After the welcome from Place North West Principal Paul Unger, we had a really informative presentation from Peter Carstensen (Chair, Chester Growth Partnership). Peter highlighted three key projects as part of the ten year 'One City Plan' (1) Northgate (2) City Gateway and (3) City Place.

The 'One City Plan' was set about ten years ago as a 'framework' to encourage how space/place is utilised with multiple private land owners, to make better use of space (as oppose to a quick win for private owners) and promote collaborative working. He used Chester Racecourse as a great example of PPP. Peter was crystal clear on setting the record straight (on several occasions) that the Chester Northgate 'IS NOT ANOTHER SHOPPING CENTRE'.

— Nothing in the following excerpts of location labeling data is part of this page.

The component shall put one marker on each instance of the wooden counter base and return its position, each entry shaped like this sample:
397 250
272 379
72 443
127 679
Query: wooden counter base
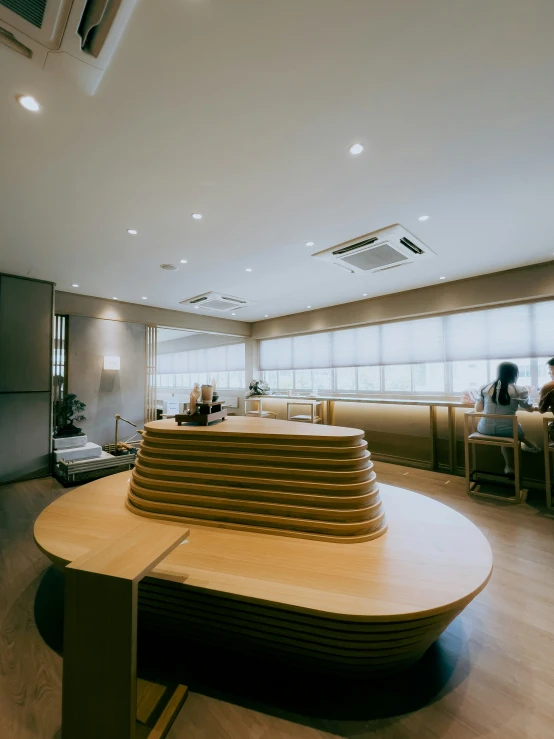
374 606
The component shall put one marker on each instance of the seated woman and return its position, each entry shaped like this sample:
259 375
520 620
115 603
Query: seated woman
503 398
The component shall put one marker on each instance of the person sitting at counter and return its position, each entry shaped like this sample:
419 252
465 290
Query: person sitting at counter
504 398
546 399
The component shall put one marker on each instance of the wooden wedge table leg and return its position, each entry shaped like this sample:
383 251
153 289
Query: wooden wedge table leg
99 697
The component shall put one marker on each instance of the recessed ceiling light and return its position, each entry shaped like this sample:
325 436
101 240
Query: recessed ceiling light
29 103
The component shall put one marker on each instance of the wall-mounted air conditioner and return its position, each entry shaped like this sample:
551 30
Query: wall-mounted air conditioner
218 302
384 249
76 38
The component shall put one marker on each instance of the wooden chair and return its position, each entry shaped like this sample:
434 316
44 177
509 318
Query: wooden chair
474 438
312 417
548 447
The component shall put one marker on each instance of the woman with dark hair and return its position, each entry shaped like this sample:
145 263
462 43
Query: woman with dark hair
504 398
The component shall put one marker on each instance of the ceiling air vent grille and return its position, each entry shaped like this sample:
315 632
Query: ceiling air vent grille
31 11
384 249
217 302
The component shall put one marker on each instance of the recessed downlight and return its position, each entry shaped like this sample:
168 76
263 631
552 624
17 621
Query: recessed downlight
29 103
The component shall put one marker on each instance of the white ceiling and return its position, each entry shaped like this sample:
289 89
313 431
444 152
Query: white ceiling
244 111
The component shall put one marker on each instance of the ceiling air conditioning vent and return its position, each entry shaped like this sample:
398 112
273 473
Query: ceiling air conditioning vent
218 302
389 247
75 38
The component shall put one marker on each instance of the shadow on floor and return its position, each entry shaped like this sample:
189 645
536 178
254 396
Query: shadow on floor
273 687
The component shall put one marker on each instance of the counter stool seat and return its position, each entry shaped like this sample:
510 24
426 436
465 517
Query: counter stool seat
474 438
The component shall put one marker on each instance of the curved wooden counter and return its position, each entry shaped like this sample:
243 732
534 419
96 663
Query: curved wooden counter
374 606
255 474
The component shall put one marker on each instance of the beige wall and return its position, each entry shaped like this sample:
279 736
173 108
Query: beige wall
85 305
515 285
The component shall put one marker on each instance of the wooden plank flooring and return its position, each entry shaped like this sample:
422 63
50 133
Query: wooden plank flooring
490 675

I really liked hearing from Max Walker-Williams (Founder, Walker & Williams): residential operator (but not as we know it), paired with hotel services (5 star) - luxury offering. Apart-Hotel focused operator/developer with second site in for planning, including cottages with hot tub. Planning is the biggest barrier. Definitely an option for the Robson family staycation.

Fascinating fact (that I didn't appreciate beforehand) from Katrina Kerr (Chair, Chester BID): 8 Michelin Star entries (!), very buoyant F&B with unique offering, success on smaller units within retail, led by entrepreneurs + SME's. Universities driving students into the city through a change in teaching locations + style of delivery, obviously applauded by Chester BID. Arts Centre (Storyhouse best outside London, who knew?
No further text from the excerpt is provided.